CREATE TABLE sensor_log (
sensor_log_id SERIAL PRIMARY KEY,
location VARCHAR NOT NULL,
reading BIGINT NOT NULL,
reading_date TIMESTAMP NOT NULL
) DISTRIBUTE BY HASH (sensor_log_id);
postgres=# \timing
Timing is on.
postgres=# INSERT INTO sensor_log (location, reading, reading_date) SELECT s.id % 1000, s.id % 100, now() - (s.id || 's')::INTERVAL FROM generate_series(1, 40000) s(id);
INSERT 0 40000
Time: 12067.911 ms
postgres=# set sequence_range TO 1000;
SET
Time: 1.231 ms
postgres=# INSERT INTO sensor_log (location, reading, reading_date) SELECT s.id % 1000, s.id % 100, now() - (s.id || 's')::INTERVAL FROM generate_series(1, 40000) s(id);
INSERT 0 40000
Time: 397.406 ms
So by appropriately setting sequence_range to 1000, performance of the INSERT query improved by nearly 30 times.
When this feature was added, the default value of sequence_range GUC was set to 1 because it can leave holes in the sequence values. But looking at the performance implications for a very common use case, we decided to increase the default to 1000 and this has now been committed to the XL9_5_STABLE branch of the repository.
Its important to note that while a high value of sequence_range will improve performance for sequences and serials, it can also leave large holes in sequence ranges since the sequence ranges are cached at a backend level. To address this issue, Postgres-XL starts with the specified CACHE parameter value used at sequence creation time and doubles it every time (limited by sequence_range) if sequences are being consumed at a very high rate.
Similar improvement can also be achieved by increasing the CACHE parameter value of the sequence so that a chunk of sequence values are cached at the backend level. Following example shows how to do that for a serial column. But the sequence_range GUC provides an easy way to override the global default and also ensures that the sequences are cached only when they are getting incremented very rapidly.

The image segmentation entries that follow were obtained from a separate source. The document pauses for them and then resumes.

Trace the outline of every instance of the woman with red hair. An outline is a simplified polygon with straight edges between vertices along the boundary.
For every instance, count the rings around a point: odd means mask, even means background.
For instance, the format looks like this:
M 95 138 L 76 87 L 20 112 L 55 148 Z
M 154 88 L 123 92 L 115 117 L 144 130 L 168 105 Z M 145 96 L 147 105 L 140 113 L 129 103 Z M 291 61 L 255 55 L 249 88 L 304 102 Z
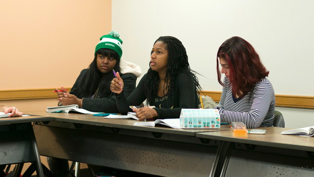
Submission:
M 242 122 L 248 128 L 273 126 L 275 92 L 266 78 L 269 71 L 252 45 L 238 37 L 227 39 L 218 49 L 217 70 L 223 86 L 216 107 L 222 121 Z M 221 73 L 225 75 L 223 82 Z

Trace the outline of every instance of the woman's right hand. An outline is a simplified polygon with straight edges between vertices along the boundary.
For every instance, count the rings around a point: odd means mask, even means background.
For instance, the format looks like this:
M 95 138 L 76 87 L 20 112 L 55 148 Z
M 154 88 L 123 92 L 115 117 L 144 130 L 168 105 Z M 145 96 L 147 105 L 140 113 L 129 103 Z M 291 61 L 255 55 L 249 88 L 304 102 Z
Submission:
M 117 77 L 113 78 L 112 80 L 111 81 L 110 90 L 111 92 L 119 95 L 121 92 L 122 92 L 122 90 L 123 89 L 123 80 L 122 80 L 121 77 L 120 77 L 119 72 L 117 72 L 116 75 Z

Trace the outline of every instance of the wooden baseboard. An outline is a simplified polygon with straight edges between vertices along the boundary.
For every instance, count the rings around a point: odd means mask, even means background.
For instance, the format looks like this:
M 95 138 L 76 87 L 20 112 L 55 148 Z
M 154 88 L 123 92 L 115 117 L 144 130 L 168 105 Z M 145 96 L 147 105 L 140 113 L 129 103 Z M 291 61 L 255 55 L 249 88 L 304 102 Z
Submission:
M 70 91 L 71 88 L 66 89 Z M 0 90 L 0 101 L 56 98 L 55 88 Z M 203 94 L 219 102 L 222 92 L 204 91 Z M 314 108 L 314 97 L 276 95 L 276 106 L 292 108 Z

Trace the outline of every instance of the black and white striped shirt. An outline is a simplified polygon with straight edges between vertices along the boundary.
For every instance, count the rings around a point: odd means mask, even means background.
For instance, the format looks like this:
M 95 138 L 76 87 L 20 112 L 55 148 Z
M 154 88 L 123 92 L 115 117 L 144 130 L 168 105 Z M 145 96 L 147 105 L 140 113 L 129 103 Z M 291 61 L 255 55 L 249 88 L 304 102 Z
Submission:
M 242 122 L 247 128 L 273 126 L 276 99 L 271 83 L 266 78 L 257 83 L 241 98 L 232 94 L 232 86 L 225 77 L 219 104 L 221 121 L 229 123 Z

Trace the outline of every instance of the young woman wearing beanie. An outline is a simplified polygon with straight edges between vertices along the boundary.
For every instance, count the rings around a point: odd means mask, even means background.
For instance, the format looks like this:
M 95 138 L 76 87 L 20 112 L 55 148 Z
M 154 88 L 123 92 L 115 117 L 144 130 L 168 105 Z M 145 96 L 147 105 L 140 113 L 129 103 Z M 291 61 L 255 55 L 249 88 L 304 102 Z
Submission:
M 227 39 L 218 49 L 217 70 L 218 81 L 223 86 L 216 107 L 221 120 L 242 122 L 248 128 L 273 126 L 274 88 L 266 78 L 269 72 L 252 45 L 238 37 Z M 225 75 L 223 83 L 221 72 Z
M 115 77 L 113 70 L 122 73 L 126 95 L 135 88 L 136 79 L 141 76 L 139 66 L 123 60 L 120 35 L 115 31 L 100 38 L 96 46 L 94 59 L 88 69 L 81 72 L 70 93 L 63 87 L 57 91 L 59 105 L 78 104 L 90 111 L 118 113 L 116 96 L 110 90 L 111 81 Z M 57 89 L 55 91 L 58 91 Z M 47 157 L 53 177 L 72 177 L 68 160 Z
M 131 111 L 129 106 L 139 105 L 146 99 L 148 105 L 155 108 L 133 110 L 140 120 L 179 118 L 182 108 L 198 108 L 198 94 L 202 89 L 197 73 L 190 68 L 185 48 L 179 39 L 171 36 L 158 38 L 150 53 L 149 66 L 129 97 L 119 73 L 111 82 L 111 89 L 117 95 L 117 106 L 121 114 Z
M 96 46 L 94 59 L 88 69 L 81 72 L 70 93 L 62 87 L 57 92 L 58 100 L 63 105 L 77 104 L 92 112 L 118 113 L 115 95 L 110 91 L 113 70 L 123 73 L 125 92 L 129 95 L 135 88 L 136 78 L 142 74 L 139 66 L 123 60 L 122 40 L 115 31 L 100 38 Z M 57 89 L 55 89 L 57 91 Z

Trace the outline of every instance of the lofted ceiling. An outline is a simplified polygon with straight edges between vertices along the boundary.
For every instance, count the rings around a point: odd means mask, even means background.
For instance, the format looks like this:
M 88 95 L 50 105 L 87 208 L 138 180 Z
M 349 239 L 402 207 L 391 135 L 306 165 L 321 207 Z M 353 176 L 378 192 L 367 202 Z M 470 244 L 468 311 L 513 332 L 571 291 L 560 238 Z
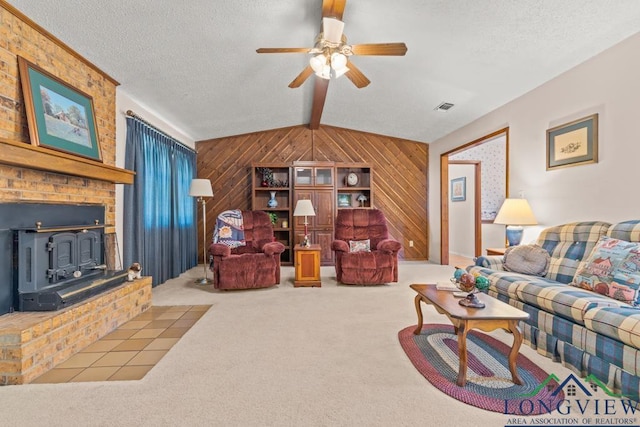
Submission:
M 307 124 L 315 76 L 287 85 L 322 0 L 8 0 L 194 140 Z M 347 0 L 349 43 L 371 80 L 332 80 L 321 124 L 432 142 L 640 31 L 637 0 Z M 441 102 L 454 104 L 435 111 Z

postgres=# ALTER SEQUENCE sensor_log_sensor_log_id_seq CACHE 1000; ALTER SEQUENCE
Time: 8.683 ms
postgres=# SET sequence_range TO 1;
SET
Time: 2.341 ms
postgres=# INSERT INTO sensor_log (location, reading, reading_date) SELECT s.id % 1000, s.id % 100, now() - (s.id || 's')::INTERVAL FROM generate_series(1, 40000) s(id);
INSERT 0 40000
Time: 418.068 ms
You may choose any of these techniques to improve the performance. Though now that the default value of sequence_range is changed to 1000, not many users may see the difference in performance.